Local governments are using the internet to teach residents ways to make their own face masks and disinfectants as stores sell out of such items amid the new coronavirus outbreak.
The moves are aimed at allaying concerns among locals over the COVID-19 virus. Many local governments have been bombarded with complaints from residents, especially about mask shortages.
The health promotion support division of the prefectural government of Oita posted on its website in early February methods for creating do-it-yourself face masks using gauze fabric and elastic bands. It also showed how to disinfect the masks after use.
The instructions were provided in English, Chinese and Korean—reflecting the needs of foreign visitors—as well as in Japanese.
The government of Oita offered similar instructions during the outbreak of a new type of influenza in 2009, which also caused mask shortages. “We made good use of our experience from the new flu,” an official at the division said. “Some people are worried if they don’t have masks.”
The health promotion division of the city of Katsuragi, in Nara Prefecture, also posted instructions for making masks on its website in response to similar complaints by local residents over mask shortages.
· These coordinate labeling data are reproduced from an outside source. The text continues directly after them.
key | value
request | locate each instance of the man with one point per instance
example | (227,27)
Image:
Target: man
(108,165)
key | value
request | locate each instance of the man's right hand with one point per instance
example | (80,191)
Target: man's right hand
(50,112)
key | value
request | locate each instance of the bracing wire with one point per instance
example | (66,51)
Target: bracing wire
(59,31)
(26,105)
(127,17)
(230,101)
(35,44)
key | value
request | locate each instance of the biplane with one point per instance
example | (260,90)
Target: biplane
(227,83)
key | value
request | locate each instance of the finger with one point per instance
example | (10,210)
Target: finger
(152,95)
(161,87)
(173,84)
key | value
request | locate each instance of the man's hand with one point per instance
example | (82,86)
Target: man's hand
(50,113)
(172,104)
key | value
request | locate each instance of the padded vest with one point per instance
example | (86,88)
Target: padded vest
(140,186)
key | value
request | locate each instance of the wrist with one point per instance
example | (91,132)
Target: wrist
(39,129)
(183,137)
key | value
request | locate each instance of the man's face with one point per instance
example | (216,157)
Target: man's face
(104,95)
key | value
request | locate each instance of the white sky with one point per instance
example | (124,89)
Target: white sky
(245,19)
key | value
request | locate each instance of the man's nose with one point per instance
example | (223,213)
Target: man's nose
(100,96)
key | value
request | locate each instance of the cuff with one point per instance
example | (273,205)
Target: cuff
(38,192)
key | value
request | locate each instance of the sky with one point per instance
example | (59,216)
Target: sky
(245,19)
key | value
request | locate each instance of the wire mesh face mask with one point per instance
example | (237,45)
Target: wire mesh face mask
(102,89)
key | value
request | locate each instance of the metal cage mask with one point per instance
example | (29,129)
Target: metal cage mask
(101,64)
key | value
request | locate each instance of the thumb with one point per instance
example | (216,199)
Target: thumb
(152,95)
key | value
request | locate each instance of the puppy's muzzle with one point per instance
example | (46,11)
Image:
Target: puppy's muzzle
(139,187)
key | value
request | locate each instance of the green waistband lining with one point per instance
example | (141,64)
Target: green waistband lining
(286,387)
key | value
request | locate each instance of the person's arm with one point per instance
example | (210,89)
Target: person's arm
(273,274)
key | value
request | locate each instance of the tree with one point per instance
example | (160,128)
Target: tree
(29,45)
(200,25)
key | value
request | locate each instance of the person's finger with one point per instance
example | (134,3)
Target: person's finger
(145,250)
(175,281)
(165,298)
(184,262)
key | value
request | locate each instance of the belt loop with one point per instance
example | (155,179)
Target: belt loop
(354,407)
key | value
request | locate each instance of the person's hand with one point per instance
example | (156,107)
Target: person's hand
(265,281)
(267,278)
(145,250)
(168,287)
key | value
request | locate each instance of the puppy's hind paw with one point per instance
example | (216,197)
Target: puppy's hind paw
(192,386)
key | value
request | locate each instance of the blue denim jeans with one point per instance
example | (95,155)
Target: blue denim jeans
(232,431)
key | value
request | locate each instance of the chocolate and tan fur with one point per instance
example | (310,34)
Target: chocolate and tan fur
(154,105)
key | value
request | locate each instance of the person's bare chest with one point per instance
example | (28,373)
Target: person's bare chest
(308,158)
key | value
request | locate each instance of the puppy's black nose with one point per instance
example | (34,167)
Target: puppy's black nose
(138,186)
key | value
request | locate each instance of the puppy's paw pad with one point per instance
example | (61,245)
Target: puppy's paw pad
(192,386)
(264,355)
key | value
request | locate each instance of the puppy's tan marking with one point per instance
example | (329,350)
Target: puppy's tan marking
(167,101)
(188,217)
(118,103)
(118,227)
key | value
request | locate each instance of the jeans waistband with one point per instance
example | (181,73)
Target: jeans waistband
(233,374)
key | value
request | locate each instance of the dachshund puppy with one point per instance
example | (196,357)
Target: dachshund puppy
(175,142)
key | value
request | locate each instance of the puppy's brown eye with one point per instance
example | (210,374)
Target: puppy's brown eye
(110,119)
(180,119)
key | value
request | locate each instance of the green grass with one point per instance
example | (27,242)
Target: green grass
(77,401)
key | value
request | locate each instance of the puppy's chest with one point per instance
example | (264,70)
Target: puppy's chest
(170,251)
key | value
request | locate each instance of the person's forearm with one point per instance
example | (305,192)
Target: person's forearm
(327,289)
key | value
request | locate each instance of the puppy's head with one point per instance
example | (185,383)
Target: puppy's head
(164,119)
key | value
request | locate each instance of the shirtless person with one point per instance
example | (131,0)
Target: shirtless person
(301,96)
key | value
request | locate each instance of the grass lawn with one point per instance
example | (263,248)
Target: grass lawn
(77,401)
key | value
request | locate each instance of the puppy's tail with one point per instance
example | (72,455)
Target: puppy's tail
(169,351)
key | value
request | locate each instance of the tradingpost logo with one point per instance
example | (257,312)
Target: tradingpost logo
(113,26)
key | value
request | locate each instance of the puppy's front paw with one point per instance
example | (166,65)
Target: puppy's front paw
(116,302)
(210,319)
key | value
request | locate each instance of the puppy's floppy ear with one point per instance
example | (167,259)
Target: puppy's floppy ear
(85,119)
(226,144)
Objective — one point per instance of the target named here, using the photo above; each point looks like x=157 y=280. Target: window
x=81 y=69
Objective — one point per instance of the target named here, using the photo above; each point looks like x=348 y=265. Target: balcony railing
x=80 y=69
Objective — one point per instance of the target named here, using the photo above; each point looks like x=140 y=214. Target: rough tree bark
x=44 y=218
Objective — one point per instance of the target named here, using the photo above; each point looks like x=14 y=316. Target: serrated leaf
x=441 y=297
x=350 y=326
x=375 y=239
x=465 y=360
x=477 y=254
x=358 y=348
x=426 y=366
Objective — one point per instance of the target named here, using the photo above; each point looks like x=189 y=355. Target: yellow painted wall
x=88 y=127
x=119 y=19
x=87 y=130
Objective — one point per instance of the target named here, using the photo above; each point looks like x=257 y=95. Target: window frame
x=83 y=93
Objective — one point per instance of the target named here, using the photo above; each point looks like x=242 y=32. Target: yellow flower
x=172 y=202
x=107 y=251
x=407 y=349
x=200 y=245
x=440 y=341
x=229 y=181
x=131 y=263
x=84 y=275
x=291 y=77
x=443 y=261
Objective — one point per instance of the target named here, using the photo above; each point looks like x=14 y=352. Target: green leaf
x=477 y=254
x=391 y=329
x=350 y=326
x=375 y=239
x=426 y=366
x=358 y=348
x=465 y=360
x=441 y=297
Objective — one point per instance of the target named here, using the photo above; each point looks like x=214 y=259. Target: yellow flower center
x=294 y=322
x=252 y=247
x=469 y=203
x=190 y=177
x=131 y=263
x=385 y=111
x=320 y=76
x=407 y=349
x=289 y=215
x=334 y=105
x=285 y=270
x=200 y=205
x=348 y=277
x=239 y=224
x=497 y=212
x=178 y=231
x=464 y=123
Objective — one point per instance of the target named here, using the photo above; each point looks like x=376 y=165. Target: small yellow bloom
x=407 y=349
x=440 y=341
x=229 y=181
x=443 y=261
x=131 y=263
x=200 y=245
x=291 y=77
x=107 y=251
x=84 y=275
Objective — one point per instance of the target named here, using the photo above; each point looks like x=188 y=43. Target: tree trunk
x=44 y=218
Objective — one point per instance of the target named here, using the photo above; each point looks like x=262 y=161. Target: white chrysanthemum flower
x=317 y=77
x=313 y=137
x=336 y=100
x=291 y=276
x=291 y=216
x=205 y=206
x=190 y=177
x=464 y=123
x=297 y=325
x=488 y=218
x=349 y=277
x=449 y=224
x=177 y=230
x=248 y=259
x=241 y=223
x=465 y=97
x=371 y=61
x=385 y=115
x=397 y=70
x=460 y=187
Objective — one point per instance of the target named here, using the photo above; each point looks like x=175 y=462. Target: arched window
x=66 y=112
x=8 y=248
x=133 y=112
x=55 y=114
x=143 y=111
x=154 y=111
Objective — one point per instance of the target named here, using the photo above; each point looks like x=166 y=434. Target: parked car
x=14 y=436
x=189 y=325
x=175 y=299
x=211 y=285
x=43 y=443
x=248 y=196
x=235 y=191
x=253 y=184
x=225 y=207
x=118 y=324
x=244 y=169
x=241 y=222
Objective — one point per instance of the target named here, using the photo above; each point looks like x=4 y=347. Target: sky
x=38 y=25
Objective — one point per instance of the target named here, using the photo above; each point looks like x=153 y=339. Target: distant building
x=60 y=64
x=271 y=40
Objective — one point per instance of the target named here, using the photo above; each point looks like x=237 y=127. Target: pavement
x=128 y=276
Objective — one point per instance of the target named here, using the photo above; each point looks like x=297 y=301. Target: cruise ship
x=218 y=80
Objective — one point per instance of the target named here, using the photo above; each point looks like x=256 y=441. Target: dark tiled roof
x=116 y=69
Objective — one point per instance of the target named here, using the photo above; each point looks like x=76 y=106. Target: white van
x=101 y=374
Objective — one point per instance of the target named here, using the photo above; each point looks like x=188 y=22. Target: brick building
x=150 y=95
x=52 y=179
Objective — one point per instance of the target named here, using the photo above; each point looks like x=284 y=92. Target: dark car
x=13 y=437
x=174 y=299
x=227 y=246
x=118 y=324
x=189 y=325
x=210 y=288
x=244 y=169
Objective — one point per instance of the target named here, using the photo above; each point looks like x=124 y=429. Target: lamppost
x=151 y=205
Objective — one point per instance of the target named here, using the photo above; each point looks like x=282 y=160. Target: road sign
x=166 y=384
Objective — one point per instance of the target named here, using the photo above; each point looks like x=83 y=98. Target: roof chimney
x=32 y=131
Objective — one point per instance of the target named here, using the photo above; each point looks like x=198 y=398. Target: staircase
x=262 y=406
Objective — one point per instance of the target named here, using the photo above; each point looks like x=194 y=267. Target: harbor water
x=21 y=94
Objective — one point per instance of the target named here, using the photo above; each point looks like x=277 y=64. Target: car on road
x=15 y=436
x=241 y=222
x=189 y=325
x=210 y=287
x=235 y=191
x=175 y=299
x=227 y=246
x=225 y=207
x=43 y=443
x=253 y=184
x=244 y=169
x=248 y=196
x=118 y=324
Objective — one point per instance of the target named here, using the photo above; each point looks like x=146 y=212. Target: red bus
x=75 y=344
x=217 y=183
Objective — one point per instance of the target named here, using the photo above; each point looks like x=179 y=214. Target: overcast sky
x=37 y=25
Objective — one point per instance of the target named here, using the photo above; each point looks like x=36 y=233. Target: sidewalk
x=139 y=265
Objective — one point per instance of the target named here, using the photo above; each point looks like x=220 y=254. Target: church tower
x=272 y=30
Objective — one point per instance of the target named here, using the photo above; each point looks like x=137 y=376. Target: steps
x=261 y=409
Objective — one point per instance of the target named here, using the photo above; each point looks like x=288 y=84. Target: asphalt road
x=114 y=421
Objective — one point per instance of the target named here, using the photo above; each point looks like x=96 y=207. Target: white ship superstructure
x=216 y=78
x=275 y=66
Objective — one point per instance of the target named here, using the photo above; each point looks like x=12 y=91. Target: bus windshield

Materials for the DIY masks can be bought at 100-yen shops, according to the website.
The cities of Gobo, Wakayama Prefecture, and Miyakojima in Okinawa Prefecture, provided instructions on how to make a disinfectant.
The makeshift disinfectant, made by diluting chlorine bleach with water, can be used to wipe doorknobs, tables, chairs and other household items for the purpose of removing the virus. However, a warning was issued that incorrect usage of the liquid disinfectant could lead to health issues.
The cities posted warnings telling residents not to let the liquid directly touch skin, to store it out of the reach of infants and not to mix the solution with acid to prevent toxic gases from being released.
As some 10 people have been confirmed to be infected with the new coronavirus in Wakayama, “there is high interest among citizens” in how they can avoid infection, a Gobo city official said.
“We are distributing flyers containing the information to all households in the city,” the official added.